Education Requirements for Clinical Psychologists

According to the U.S. Bureau of Labor Statistics (BLS), a doctoral degree is usually required to enter the field of clinical psychology. Aspiring clinical psychologists choose either a Doctor of Psychology (PsyD) or a Doctor of Philosophy (Ph.D.) in clinical or counseling psychology degree program. As a graduate of a clinical psychology Ph.D. program, you can choose to pursue careers in teaching, research or direct patient care. Ph.D. programs typically require 4-5 years of full-time study and require extensive coursework in areas such as psychotherapy, intervention, assessment, and human development. Independent research is required to complete a doctoral thesis.

Clinical psychologist salary

On average, a clinical psychologist’s salary typically ranges from $48,000 to $82,000, depending on an individual’s qualifications, including education, place of employment, and prior experience. The median income for workers in the field is around $64,000, a salary which provides a quick return on a costly educational investment. Those with additional education (typically a Doctorate), several years of experience and a management role, likely in a private practice, can earn substantially more.
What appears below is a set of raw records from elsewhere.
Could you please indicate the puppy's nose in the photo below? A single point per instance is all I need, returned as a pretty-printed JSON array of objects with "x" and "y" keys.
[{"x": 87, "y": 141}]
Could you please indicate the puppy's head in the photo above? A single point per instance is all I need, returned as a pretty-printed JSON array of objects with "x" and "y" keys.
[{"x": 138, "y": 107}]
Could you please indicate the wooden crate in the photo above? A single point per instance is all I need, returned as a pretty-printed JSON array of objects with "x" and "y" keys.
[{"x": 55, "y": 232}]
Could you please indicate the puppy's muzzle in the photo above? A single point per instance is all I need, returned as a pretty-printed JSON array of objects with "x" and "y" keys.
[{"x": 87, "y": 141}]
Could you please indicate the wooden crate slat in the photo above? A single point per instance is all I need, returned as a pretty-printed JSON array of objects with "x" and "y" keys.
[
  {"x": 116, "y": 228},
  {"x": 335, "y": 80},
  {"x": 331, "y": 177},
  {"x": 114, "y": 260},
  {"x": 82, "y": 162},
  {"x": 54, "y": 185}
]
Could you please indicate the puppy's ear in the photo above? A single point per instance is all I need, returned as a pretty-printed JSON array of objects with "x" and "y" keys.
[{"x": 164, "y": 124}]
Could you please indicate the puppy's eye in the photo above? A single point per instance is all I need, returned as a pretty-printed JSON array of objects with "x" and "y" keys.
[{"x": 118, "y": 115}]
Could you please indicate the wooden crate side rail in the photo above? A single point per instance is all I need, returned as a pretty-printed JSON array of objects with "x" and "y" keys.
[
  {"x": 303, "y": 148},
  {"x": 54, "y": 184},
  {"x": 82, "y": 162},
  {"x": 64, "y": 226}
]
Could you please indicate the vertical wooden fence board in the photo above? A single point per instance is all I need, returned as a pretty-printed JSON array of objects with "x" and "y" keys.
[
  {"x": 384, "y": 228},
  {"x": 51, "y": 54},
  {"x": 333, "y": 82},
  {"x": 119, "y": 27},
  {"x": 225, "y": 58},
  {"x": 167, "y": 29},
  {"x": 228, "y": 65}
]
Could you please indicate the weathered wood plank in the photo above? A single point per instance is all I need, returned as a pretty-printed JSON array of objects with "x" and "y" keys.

The highest-earning 10% of clinical psychologists made in excess of $106,000.

Entry-Level Salaries for Recent Ph.D. Graduates

According to the 2009 doctoral employment survey conducted by the American Psychological Association (APA), a recent graduate can expect to earn approximately $50,000-$70,000. The median starting salary for graduates providing direct human services in clinical psychology was $61,000, while those beginning their careers in school psychology earned a median salary of $58,000. The APA also reported that Ph.D. holders working as assistant professors earned a median annual salary of $56,727, while those working in research earned a median salary of $60,000.

psychologist salary, psychology careers, clinical psychologist salary, psychology jobs, how much do psychologists make, psychology

Doctor of psychology salary (Ph.D. Graduates)

According to the BLS, clinical psychologists overall earned a median annual salary of $76,810 as of May 2018. Industries with the highest level of employment opportunities for clinical psychologists include elementary and secondary schools, offices of health practitioners, family services, government agencies, and outpatient care facilities, as reported by the BLS. Top paying states for this occupation include New Jersey, Colorado, California, and New York.

Code of ethics

Of course, along with a clinical psychologist salary comes a host of other benefits – and concerns. Employees in the field are responsible for maintaining the code of ethics by helping people through their problems, attempting to correct their behaviors and emotions in ways that benefit the patient.  Such practice can be incredibly empowering, adding fulfillment and promise in a job that may otherwise seem full of other people’s problems.

By the same token, clinical psychologists must be careful to remain removed from the affairs of their patients. If they are not careful, they may wind up growing attached to patients and influence their behavior in particular ways.  Perhaps more practically, clinical psychologists may wind up taking their patients’ problems home with them, leading to stressful mindsets of their own.

Becoming a clinical psychologist is about much more than a salary. Those embarking down the long road to entry in the field must have a passion for getting to the root of the problems of their patients and fixing them. They must enjoy talking to, listening to, and helping people who they may not like as people, but respect and patients.

In reward, they get to end each day knowing that they are influencing other people for the better, leading them towards greater things while taking home a clinical psychologist’s salary. A fulfilling and extremely challenging career, clinical psychology promises it’s practitioners an interesting life.